Em um rio navegável dá para colocar um barquinho. Quando a gente fala de transporte de cargas, estamos pensando em milhares de toneladas de peso. Por isso tem que fazer essas obras.
Lauro Valdivia, da NTC&Logística (Associação Nacional do Transporte de Cargas e Logística)
O que poderia ser transportado pelos rios?
Segundo Valdivia, os investimentos em hidrovias são de longo prazo, "com foco em 50 anos, não em cinco".
Ele explica que o país precisa desse tipo de investimento porque produz muitas cargas volumosas, como safras agrícolas e minério, que, idealmente, seriam transportadas pelos rios e pelas ferrovias.
O transporte por rios também é mais barato: segundo o estudo da CNT, de 2019, o frete hidroviário é 60% mais em conta que o rodoviário; na comparação com o ferroviário, o custo é 30% menor.
Ainda de acordo com o documento, um comboio de quatro barcaças (os barcos utilizados para o transporte em rios) consegue transportar o equivalente a 172 carretas. Por isso, para que seja competitivo, o transporte via rios deve ser feito para distâncias maiores e com cargas em grande quantidade.

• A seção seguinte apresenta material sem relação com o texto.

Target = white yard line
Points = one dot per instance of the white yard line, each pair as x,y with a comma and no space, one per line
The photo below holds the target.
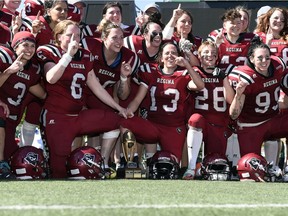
222,206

O Brasil tem volumes grandes que precisam ser escoados. Levar esse tipo de carga em caminhão é uma ignorância. A vocação do caminhão é fazer rotas de 500 ou 600 quilômetros, de um dia. Isso é o ideal, não a longa distância.
Lauro Valdivia
Ainda de acordo com Valdivia, hidrovias poderiam ser utilizadas, por exemplo, para levar grãos produzidos no Centro-Oeste para portos na Amazônia e, de lá, para o litoral, rumo a outros países.
E há rotas internas também. O governo precisa estudar e ver aquelas que demandam menos investimentos, para começar por essas.
Lauro Valdivia
*Colaborou Carla Araújo, colunista do UOL em Brasília.